Iron deficiency (ID) is common in heart failure (HF), with a prevalence of 50–80%. The presence of iron deficiency in HF is associated with reduced exercise capacity, impaired quality of life (QoL), increased hospitalization and rehospitalization rates, and increased mortality. Whereas a beneficial effect of intravenous ferric carboxymaltose (FCM) on symptoms and exercise capacity among patients with iron deficiency (ID) and heart failure (HF) has been consistently demonstrated, the effects of treatment on clinical events remain the subject of research.

Objective:

Given the size of prior studies and their primary objectives, there has been uncertainty on 8 whether therapy with intravenous iron also reduces the risk of clinical events in HF patients with iron deficiency. The purpose of this meta-analysis is to demonstrate the effects of FCM treatment on hospitalizations and mortality.

Methods:

Patients meeting the following criteria were included in this meta-analysis from studies; (i) adult patients with HF and ID (with the same definition across all three trials: ferritin <100 ng/mL or ferritin 100–300 ng/mL with a transferrin saturation [TSAT] <20%); (ii) used FCM as an active treatment for ID; (iii) were randomized, double-blind, placebo-controlled trials; (iv) had at least 52 weeks of follow-up; and (v) prospectively recorded clinical outcomes: first and recurrent HF and CV hospitalizations, CV death, and all-cause death.
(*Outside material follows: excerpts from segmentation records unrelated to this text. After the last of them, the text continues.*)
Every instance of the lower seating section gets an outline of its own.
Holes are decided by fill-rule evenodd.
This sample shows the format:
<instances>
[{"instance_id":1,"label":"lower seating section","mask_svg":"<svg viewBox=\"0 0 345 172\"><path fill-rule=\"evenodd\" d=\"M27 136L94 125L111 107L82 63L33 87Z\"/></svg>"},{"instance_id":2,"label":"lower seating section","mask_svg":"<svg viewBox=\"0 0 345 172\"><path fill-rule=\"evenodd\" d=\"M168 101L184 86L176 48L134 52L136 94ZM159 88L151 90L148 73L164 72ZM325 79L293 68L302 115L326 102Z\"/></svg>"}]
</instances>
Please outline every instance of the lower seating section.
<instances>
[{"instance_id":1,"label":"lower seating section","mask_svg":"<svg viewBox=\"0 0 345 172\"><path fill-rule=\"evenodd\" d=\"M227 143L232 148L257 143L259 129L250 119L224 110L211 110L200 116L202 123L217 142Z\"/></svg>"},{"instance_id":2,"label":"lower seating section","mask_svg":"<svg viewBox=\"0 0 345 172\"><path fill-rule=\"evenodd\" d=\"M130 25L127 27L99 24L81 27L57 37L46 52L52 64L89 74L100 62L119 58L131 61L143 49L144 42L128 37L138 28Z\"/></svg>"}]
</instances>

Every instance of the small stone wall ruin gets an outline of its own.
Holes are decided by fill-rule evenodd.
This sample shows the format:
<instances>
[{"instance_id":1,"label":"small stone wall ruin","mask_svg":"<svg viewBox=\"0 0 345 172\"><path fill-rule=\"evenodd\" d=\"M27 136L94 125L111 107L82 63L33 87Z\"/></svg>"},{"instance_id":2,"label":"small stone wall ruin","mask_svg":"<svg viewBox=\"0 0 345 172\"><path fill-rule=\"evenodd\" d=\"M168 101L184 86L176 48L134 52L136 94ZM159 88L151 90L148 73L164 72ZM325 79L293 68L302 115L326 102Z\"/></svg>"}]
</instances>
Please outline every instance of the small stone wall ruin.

Shorter follow-up studies were not included. Three randomized controlled trials met these prespecified criteria: CONFIRM-HF, AFFIRM-AHF, and HEART-FID. In the three FCM trials, 4501 patients were randomized to receive either FCM (n=2251) or placebo (n=2250).

Results:

The primary efficacy endpoints were a composite of total cardiovascular hospitalizations and cardiovascular death, as well as a composite of total HF hospitalizations and cardiovascular death. Key secondary endpoints included individual components of the composite endpoints. Findings from the meta-analysis showed FCM therapy significantly reduced the co-primary composite endpoint of total cardiovascular hospitalizations and cardiovascular death compared with placebo.The co-primary composite endpoint of total HF hospitalizations and cardiovascular deaths decreased but did not reach statistical significance (RR 0.87; 95% CI 0.75 vs 1.01; p=0.076). In other findings, FCM therapy was associated with a 17% relative rate reduction in total cardiovascular hospitalizations and a 16% relative rate reduction in total HF hospitalizations. No effect of FCM administration on mortality was observed. Subgroup analyses found that patients in the lowest transferrin saturation tertile (<15%) experience greater benefit from FCM on the composite endpoint of total cardiovascular hospitalizations or cardiovascular death than those with higher baseline transferrin saturation. Overall, treatment with FCM appeared to be safe and well-tolerated.

Conclusion:

In iron-deficient patients with HF with reduced left ventricular ejection fraction, intravenous FCM was associated with significantly reduced risk of hospital admissions for HF and cardiovascular causes, with no apparent effect on mortality. The findings indicate that intravenous FCM should be considered in iron-deficient patients with HF and reduced or mildly reduced ejection fraction to reduce the risk of hospitalization due to HF and cardiovascular causes.

Interpretations:

The results of this meta-analysis should be evaluated in the context of some limitations. Aggregated data could not be used for susceptibility analyzes for the entire cohort alone, as there was no access to IPD from the IRONMAN trial, and data from the IRONMAN trial could not be used for subgroup analyses. Data from the IRONMAN study could not be used for subgroup analyses. Follow-up was limited to 12 months in the main analyzes because this was the maximum possible follow-up period for the CONFIRM-HF and AFFIRM-AHF trials. The results of this large meta-analysis provide further support that FCM treatment significantly reduces recurrent HF and CV hospitalizations. No new security concerns have emerged in the current analysis. Importantly, our findings support ongoing research to identify patients who would most benefit from intravenous iron therapy, particularly as they relate to criteria used for identification and compliance with initial and repeat iron doses.